The eyes above the mask flick between P’tit and Blanche’s peach silk skirt with what she recognizes as contempt. “That’s one word for it.”

Sunday morning, a tap at the door. Blanche lays P’tit down on the rug with his doorknob and rushes to intercept Gudrun. Measles, that’s what Blanche told all her lodgers yesterday when she went round to collect their rents. That seemed better than saying nothing. “Best not come in today either,” she tells the Swede now, as lightly as she can manage. “Arthur’s still rather unwell and can’t bear noise.”

A faint but ragged cry from the bedroom. Blanche wipes sweat out of her eyes. With all those sores in his mouth, Arthur can barely form a word. Ernest is with him, she reminds herself.

“Not measles,” says Gudrun, taking a step back on the landing.

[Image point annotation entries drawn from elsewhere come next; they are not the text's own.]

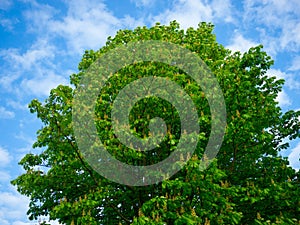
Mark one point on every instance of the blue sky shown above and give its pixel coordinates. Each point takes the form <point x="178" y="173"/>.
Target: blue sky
<point x="41" y="43"/>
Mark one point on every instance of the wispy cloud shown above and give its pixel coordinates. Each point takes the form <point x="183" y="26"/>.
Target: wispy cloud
<point x="240" y="43"/>
<point x="294" y="157"/>
<point x="5" y="4"/>
<point x="280" y="20"/>
<point x="6" y="114"/>
<point x="295" y="65"/>
<point x="5" y="158"/>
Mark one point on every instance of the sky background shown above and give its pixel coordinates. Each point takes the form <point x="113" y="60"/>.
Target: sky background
<point x="42" y="42"/>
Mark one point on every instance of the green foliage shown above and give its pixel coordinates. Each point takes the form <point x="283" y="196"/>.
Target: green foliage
<point x="248" y="183"/>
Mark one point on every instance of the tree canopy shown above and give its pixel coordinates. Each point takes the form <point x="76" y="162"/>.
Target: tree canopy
<point x="248" y="182"/>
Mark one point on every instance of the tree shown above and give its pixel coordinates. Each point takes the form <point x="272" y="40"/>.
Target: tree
<point x="247" y="183"/>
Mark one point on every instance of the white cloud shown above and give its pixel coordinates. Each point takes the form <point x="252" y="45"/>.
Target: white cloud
<point x="4" y="176"/>
<point x="280" y="19"/>
<point x="17" y="64"/>
<point x="295" y="65"/>
<point x="39" y="52"/>
<point x="5" y="158"/>
<point x="283" y="99"/>
<point x="42" y="85"/>
<point x="6" y="114"/>
<point x="291" y="81"/>
<point x="240" y="43"/>
<point x="294" y="157"/>
<point x="189" y="13"/>
<point x="21" y="223"/>
<point x="143" y="3"/>
<point x="5" y="4"/>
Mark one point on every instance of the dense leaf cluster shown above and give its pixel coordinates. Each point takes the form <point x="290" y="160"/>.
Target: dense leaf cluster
<point x="248" y="183"/>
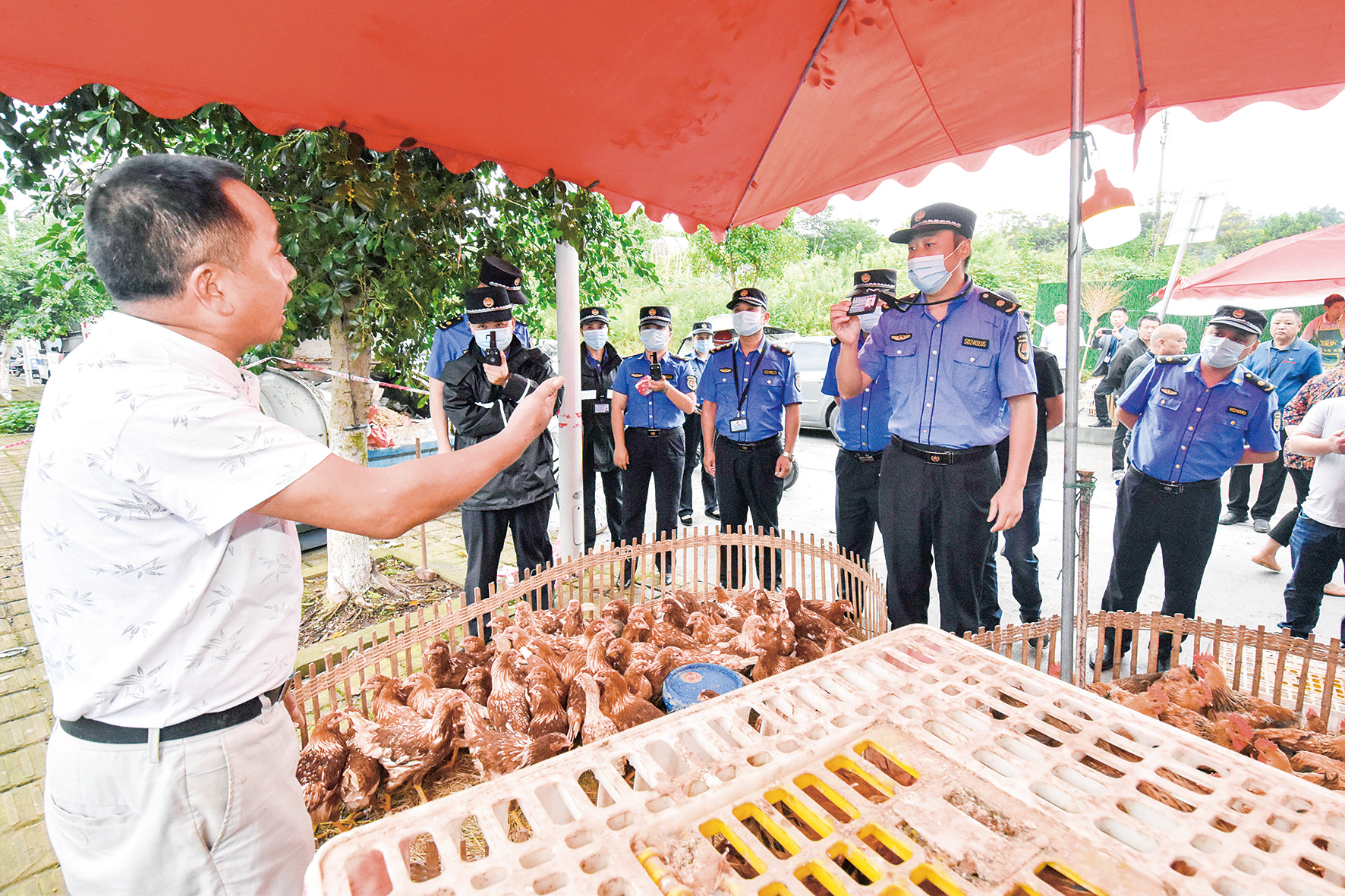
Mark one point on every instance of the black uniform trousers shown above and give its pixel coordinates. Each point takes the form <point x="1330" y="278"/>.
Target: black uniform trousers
<point x="691" y="432"/>
<point x="937" y="511"/>
<point x="1184" y="523"/>
<point x="745" y="480"/>
<point x="613" y="495"/>
<point x="484" y="530"/>
<point x="653" y="454"/>
<point x="1268" y="497"/>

The sore on Blanche’s upper arm is throbbing, and P’tit’s is swollen too. Their new vaccinations must have been from a bad batch. But does that mean they were fake, from some tube of slime a swindler sold the Irish doctor, or the opposite, that they were too virulent, in which case they should at least keep the disease at bay? That’s what’s distracting Blanche as she stares down Gudrun. “If you could boil up these sheets for me in your room,” she presses on.